Woordenboek van Populair Taalgebruik

Marc De Coster (2020-2024)

Gepubliceerd op 10-11-2020

deuk

betekenis & definitie

1) (1968) (Barg.) (in de vorm 'deukie') kleinst bestelbare glas pils. Vanwege de vier deukjes onderaan het bierglas.

• En voor degenen, die niet helemaal thuis zijn in het vocabulaire, dat in Amsterdamse kroegen wordt gebezigd, biedt het boek een zeer uitgebreide lijst met verklaringen voor begrippen als een deukie, een buikje, een kopstoot, een pijpie of een propje. (Nieuwsblad van het Noorden, 06/01/1968)
• (Enno Endt & Lieneke Frerichs: Bargoens Woordenboek. 1974)
• (Johanna van Reeuwijk: Groot Nederlands Drankwoordenboek. 1984)
• (Paul van Riel: Kroegwoordenschat. 1998)
• Deukie: kleintje pils. (R. Kerssemakers, R. van Meerten: Drugsverslaving en alcoholisme. 2008)
• Een deukje (ook wel uitgesproken als deukie) is een klein glaasje pils. Van oorsprong had het bierglas vier deukjes in de voet, vandaar de naam 'Deukje'. (www.bierwoordenboek.com, 19/08/2008)
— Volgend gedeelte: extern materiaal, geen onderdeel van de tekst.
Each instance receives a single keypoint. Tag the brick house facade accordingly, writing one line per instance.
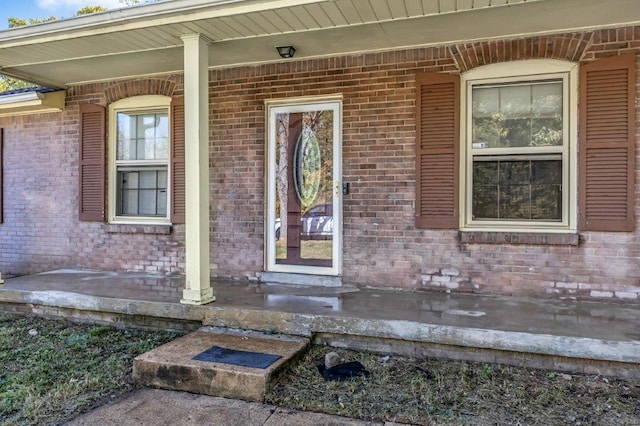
(382, 247)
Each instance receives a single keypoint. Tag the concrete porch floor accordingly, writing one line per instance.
(594, 338)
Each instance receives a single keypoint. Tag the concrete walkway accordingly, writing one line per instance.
(160, 407)
(583, 337)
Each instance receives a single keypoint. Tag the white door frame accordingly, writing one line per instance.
(273, 107)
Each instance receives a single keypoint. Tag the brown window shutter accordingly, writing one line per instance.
(92, 162)
(437, 147)
(606, 151)
(1, 175)
(177, 161)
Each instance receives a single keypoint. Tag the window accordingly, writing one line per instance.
(140, 153)
(518, 148)
(497, 148)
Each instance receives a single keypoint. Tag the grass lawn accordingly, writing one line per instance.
(442, 392)
(53, 371)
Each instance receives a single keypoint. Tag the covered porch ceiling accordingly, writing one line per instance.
(145, 40)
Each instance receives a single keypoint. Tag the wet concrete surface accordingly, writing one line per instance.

2) (1990+) (jeugd) (in de vorm 'deukie') sigaret: 'een deukie pompen' (een sigaretje roken).

• Een deukie pompen: een sigaret roken: 'in de pauze gaan we altijd even naar buiten om 'n deukie te pompen.' (C.A.J. Hoppenbrouwers: Jongerentaal: de tipparade van de omgangstaal. 1991)
• (Marnix en Marjan van Lichtenvoorde: Nieuwe woorden. 1993)
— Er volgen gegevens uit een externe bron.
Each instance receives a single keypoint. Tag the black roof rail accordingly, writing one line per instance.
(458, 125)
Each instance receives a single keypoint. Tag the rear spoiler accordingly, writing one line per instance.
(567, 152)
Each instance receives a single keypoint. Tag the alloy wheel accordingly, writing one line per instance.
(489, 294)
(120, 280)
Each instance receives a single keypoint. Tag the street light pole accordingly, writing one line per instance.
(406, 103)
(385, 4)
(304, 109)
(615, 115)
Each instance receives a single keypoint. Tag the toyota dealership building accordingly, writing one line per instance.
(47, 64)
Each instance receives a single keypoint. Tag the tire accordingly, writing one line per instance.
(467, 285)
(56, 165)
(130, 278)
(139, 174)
3) (18e eeuw) (Barg.) klap, slag: iemand een deuk geven': iemand een klap tegen zijn kop geven.

• Het verstand mijns Broeders moet toen reeds een deuk gehad hebben. (Betje Wolff en Aagje Deken: Historie van mejuffrouw Cornelia Wildschut. 1793-1796)
• Iemand een deuk geven: een gat in zijn hoofd slaan, een opstopper geven. (E.G. van Bolhuis: De Gabbertaal. 1937)

4) (inf.) tweedehandswagen. Zie Duitse* deuk.

• Sta ik stil achter een vrachtwagen, kan ik begrijpen, als het moet help ik lossen. Sta ik stil achter een deuk die een broodje is halen, blijf ik rustig wachten. (Gerard van Westerloo: De pont van kwart over zeven. De beste journalistieke verhalen. 2015)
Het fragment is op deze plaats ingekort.